I would recognise you by ease of your stride, unhindered by army kit sack.
You’d held to the vow you had made on that night and promised me you would come back.

And then it was over – ‘The War to End Wars’ – I cried, with a joy on that night
But also with sadness to think of the men all lost to that terrible fight.
I longed for your letter to say you’d be home – I waited, but none from you came
Until one arrived with a War Office seal which listed as missing – your name.
I cannot return to our homes as we planned – there’s no future left for me there.
But I held to hope you could still be alive –a void that I never could share.
In my naïve longings I’m back home again and see you way off on the track
That leads to the homestead where we kissed goodbye when you promised you would come back.

I watched disembarking of battle worn troops – though shocked at the sight of the lame,
I always was there when a new ship had docked and never stopped asking your name.
I scanned city streets while I searched every face still donned in an army attire.
My heart skipped a beat when I thought it was you in glow of a back alley fire.
For men gathered there were the victims of war, all wounded and left without hope
Of ever regaining the lives they once had, back home where they just couldn’t cope.
Sometimes while I slept I would see you in dreams in fields racked by cannon fire crack.
I pushed them aside as I clung to your words and promise that you would come back.

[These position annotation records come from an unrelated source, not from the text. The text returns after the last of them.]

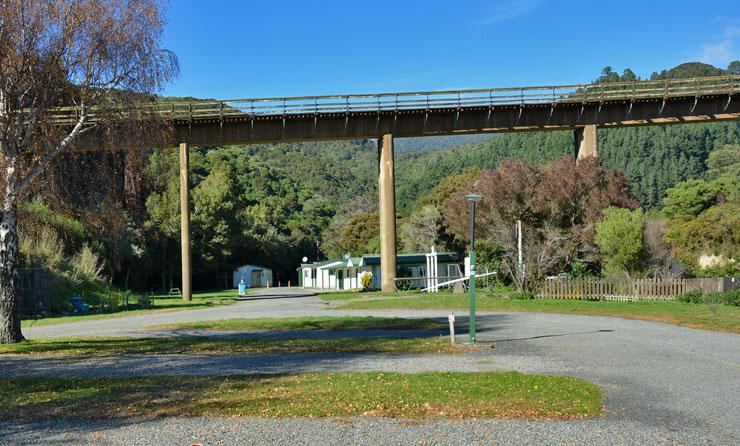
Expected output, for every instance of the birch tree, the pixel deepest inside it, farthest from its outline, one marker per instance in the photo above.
(69, 70)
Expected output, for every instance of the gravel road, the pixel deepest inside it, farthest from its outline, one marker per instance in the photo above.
(663, 384)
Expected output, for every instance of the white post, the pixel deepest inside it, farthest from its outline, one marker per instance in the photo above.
(429, 270)
(451, 319)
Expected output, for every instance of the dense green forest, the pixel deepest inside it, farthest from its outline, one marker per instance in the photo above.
(274, 204)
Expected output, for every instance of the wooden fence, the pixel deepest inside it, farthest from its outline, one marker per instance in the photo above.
(629, 290)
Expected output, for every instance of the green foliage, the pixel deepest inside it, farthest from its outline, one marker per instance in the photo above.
(704, 217)
(421, 229)
(619, 237)
(731, 298)
(691, 297)
(521, 296)
(688, 199)
(579, 270)
(360, 234)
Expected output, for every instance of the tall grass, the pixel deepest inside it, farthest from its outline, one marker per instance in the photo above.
(86, 266)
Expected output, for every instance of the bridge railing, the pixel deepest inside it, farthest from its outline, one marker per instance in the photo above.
(433, 100)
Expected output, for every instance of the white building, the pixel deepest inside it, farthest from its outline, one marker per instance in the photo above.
(346, 274)
(253, 275)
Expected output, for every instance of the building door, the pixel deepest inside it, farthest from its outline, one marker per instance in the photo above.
(256, 277)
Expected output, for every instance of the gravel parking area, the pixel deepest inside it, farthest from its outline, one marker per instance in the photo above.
(663, 384)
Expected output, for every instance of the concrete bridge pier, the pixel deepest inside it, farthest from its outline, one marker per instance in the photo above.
(586, 142)
(387, 211)
(185, 219)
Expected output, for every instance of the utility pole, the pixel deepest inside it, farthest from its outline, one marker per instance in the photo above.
(519, 245)
(473, 199)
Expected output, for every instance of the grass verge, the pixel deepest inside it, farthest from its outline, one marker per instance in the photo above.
(449, 395)
(325, 323)
(710, 317)
(160, 304)
(203, 345)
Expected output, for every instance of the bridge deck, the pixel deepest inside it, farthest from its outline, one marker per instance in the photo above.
(244, 121)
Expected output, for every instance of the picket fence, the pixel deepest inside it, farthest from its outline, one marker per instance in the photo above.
(630, 290)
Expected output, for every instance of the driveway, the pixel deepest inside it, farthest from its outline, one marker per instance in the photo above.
(662, 383)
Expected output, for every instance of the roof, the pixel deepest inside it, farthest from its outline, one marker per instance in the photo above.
(317, 264)
(443, 257)
(374, 259)
(352, 262)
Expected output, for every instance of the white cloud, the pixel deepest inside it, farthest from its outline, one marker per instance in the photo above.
(722, 50)
(506, 10)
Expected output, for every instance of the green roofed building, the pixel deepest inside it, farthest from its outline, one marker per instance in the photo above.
(346, 273)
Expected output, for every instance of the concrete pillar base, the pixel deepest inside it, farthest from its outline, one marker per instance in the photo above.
(586, 142)
(186, 290)
(387, 211)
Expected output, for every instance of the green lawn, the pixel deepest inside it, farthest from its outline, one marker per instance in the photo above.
(718, 318)
(326, 323)
(161, 303)
(375, 394)
(203, 345)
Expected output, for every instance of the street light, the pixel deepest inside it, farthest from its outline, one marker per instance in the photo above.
(473, 199)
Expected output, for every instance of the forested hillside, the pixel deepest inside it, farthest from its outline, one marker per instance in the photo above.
(274, 204)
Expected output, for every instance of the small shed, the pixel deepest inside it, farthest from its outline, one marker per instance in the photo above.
(254, 276)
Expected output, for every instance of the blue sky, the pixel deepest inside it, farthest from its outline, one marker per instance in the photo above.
(250, 48)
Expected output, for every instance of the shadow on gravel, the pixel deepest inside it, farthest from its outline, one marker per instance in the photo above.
(575, 333)
(273, 296)
(279, 335)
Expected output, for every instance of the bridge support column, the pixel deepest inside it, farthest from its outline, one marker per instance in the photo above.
(185, 219)
(586, 142)
(387, 211)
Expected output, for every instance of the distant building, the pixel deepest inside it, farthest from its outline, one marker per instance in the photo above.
(253, 275)
(345, 274)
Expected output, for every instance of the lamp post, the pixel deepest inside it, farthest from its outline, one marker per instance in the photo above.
(473, 199)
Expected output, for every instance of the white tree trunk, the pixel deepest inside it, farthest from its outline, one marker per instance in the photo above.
(10, 311)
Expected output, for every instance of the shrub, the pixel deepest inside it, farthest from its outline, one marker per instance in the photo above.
(500, 287)
(44, 249)
(522, 295)
(579, 270)
(731, 297)
(691, 297)
(86, 266)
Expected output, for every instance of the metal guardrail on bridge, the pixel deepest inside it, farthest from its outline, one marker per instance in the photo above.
(432, 100)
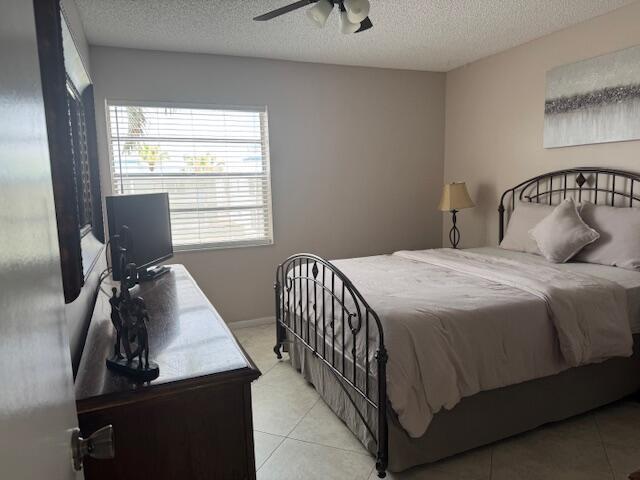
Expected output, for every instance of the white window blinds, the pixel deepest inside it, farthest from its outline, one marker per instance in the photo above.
(213, 162)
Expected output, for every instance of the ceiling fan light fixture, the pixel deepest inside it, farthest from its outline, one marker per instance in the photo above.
(357, 10)
(346, 26)
(320, 12)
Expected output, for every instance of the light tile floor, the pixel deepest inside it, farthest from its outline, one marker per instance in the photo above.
(298, 437)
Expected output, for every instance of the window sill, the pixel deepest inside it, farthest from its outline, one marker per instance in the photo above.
(223, 246)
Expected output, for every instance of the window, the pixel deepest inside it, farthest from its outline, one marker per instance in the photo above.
(213, 162)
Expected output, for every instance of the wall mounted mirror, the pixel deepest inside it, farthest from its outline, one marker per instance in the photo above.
(70, 113)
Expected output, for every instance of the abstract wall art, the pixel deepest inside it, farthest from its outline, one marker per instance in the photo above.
(594, 101)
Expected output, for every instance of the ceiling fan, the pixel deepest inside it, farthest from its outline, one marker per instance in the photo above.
(353, 13)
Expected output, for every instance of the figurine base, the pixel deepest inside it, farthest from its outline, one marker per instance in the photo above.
(120, 365)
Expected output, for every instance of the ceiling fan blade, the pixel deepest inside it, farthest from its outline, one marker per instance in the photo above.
(365, 25)
(282, 10)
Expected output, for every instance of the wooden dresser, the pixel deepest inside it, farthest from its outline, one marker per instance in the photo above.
(194, 421)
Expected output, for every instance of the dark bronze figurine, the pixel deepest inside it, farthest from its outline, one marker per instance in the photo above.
(129, 317)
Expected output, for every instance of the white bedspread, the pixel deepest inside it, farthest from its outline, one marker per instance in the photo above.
(457, 323)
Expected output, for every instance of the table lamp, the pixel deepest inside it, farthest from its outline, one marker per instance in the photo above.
(455, 197)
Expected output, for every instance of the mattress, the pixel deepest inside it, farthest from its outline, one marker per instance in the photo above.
(460, 322)
(628, 279)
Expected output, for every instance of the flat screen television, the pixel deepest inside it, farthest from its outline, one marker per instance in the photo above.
(147, 229)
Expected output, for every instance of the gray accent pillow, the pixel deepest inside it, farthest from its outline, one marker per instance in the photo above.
(562, 233)
(619, 243)
(524, 217)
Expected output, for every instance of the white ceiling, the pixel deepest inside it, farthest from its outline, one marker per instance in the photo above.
(435, 35)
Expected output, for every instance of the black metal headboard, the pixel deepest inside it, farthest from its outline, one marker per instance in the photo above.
(612, 187)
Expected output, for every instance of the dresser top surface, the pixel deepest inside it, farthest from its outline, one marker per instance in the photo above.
(187, 339)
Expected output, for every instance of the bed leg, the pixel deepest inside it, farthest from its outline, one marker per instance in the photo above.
(280, 333)
(279, 328)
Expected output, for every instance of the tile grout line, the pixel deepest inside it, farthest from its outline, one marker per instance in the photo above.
(282, 439)
(604, 447)
(364, 454)
(302, 418)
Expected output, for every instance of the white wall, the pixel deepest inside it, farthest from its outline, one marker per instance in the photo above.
(356, 156)
(495, 118)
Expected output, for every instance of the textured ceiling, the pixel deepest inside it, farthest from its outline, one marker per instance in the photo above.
(435, 35)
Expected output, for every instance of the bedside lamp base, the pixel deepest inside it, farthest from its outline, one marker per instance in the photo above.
(454, 233)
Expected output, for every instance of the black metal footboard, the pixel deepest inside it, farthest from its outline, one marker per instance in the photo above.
(317, 305)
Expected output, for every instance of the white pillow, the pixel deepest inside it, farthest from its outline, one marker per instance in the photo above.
(524, 217)
(562, 233)
(619, 243)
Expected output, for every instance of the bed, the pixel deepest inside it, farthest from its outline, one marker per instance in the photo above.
(426, 354)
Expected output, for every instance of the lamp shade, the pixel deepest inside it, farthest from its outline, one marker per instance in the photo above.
(320, 12)
(455, 197)
(357, 10)
(346, 26)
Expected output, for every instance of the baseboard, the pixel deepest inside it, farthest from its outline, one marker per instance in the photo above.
(254, 322)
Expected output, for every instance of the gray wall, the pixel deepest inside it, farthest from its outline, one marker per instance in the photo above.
(495, 118)
(356, 157)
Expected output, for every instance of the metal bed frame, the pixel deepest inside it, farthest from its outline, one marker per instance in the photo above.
(312, 279)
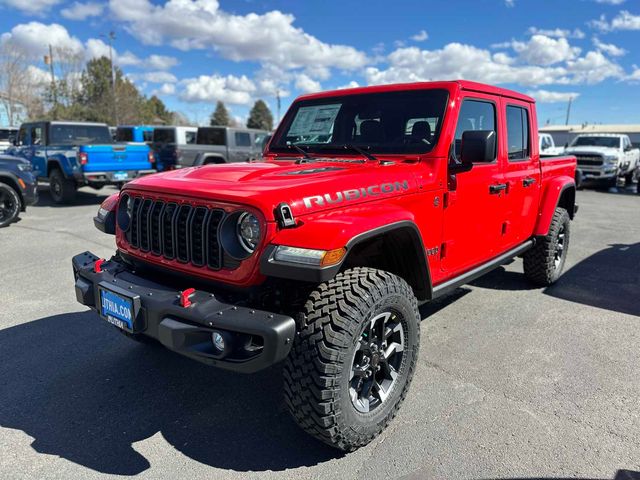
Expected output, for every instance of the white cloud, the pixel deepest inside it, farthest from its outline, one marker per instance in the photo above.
(543, 50)
(546, 96)
(165, 89)
(201, 24)
(421, 36)
(35, 38)
(81, 11)
(457, 60)
(161, 62)
(154, 77)
(31, 7)
(211, 88)
(306, 84)
(623, 21)
(609, 48)
(557, 32)
(351, 84)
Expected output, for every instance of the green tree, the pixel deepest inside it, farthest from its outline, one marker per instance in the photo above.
(260, 116)
(220, 116)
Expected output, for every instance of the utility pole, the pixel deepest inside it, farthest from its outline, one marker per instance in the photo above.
(111, 37)
(568, 111)
(48, 60)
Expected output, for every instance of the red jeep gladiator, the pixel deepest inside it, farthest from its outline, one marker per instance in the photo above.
(370, 201)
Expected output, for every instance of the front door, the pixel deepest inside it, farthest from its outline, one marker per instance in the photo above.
(474, 207)
(522, 174)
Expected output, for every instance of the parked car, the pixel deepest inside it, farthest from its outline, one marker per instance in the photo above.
(72, 154)
(548, 146)
(604, 157)
(371, 201)
(6, 136)
(135, 134)
(18, 188)
(221, 145)
(168, 143)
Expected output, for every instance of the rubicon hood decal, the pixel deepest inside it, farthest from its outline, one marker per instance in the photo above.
(355, 194)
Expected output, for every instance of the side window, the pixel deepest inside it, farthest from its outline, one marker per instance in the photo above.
(517, 133)
(243, 139)
(474, 115)
(36, 136)
(22, 137)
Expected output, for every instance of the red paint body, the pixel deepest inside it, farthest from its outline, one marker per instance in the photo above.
(460, 217)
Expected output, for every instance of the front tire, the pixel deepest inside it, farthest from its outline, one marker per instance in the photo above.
(62, 189)
(10, 205)
(543, 264)
(353, 357)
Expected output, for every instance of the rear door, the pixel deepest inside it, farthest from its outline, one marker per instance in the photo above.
(522, 173)
(474, 209)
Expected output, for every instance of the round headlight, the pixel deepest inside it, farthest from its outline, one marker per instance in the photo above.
(248, 231)
(124, 213)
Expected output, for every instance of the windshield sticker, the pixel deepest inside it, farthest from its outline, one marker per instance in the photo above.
(317, 120)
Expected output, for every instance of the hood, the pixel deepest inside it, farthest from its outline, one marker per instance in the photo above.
(307, 188)
(593, 149)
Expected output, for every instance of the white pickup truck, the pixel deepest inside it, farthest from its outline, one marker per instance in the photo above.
(604, 157)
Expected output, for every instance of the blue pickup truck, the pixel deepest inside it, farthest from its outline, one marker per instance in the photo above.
(70, 155)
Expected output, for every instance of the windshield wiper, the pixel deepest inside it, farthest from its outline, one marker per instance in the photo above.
(361, 151)
(304, 153)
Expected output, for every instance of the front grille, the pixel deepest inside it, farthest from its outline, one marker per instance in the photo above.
(589, 160)
(185, 233)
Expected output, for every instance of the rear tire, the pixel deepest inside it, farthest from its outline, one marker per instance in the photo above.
(10, 205)
(353, 358)
(543, 264)
(63, 190)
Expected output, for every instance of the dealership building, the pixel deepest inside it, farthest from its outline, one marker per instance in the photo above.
(563, 134)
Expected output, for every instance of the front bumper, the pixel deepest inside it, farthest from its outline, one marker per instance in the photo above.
(257, 339)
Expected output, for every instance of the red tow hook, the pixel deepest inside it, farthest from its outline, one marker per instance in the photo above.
(97, 267)
(184, 297)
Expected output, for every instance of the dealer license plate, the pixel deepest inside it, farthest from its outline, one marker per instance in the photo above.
(116, 309)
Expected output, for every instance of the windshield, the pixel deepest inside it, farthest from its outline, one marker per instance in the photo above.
(164, 135)
(79, 134)
(389, 122)
(612, 142)
(124, 134)
(5, 133)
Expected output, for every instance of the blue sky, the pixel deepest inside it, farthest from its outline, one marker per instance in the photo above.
(192, 53)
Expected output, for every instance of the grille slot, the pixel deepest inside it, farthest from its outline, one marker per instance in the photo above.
(185, 233)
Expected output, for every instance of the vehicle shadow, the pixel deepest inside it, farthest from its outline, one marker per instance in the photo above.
(87, 394)
(83, 197)
(607, 279)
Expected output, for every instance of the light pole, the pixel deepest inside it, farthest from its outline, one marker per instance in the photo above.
(111, 37)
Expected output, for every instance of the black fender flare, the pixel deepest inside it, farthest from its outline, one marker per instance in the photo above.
(310, 273)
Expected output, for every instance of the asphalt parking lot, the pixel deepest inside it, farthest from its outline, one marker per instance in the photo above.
(513, 381)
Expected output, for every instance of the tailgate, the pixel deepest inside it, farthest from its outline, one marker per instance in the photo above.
(109, 158)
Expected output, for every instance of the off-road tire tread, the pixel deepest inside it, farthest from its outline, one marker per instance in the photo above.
(538, 262)
(313, 369)
(18, 201)
(69, 189)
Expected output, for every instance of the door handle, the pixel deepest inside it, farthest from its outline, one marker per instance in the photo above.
(497, 188)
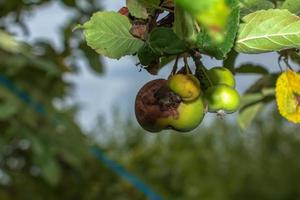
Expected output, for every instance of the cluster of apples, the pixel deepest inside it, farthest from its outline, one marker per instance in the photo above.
(180, 104)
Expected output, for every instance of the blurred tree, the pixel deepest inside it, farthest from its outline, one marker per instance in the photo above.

Sometimes as I walk on my rounds when it’s late, with patients asleep for the night,
I pause near a soldier I think looks like you and though it’s a trick of the light,
I cannot abandon the dream you’ve come home – is it really you lying there,
by soft lantern glow as some night shadows play on your cheeks and lay of your hair?
I ponder sometimes if you’ll find your way home from fields where they say you may lie
Where red Flanders Poppies spring from the dark soil or snow clouds swirl in the grey sky.
Some nights when a bright moon lights up city streets and drives away shadows of black,
I almost believe we are dancing again when you promised you would come back.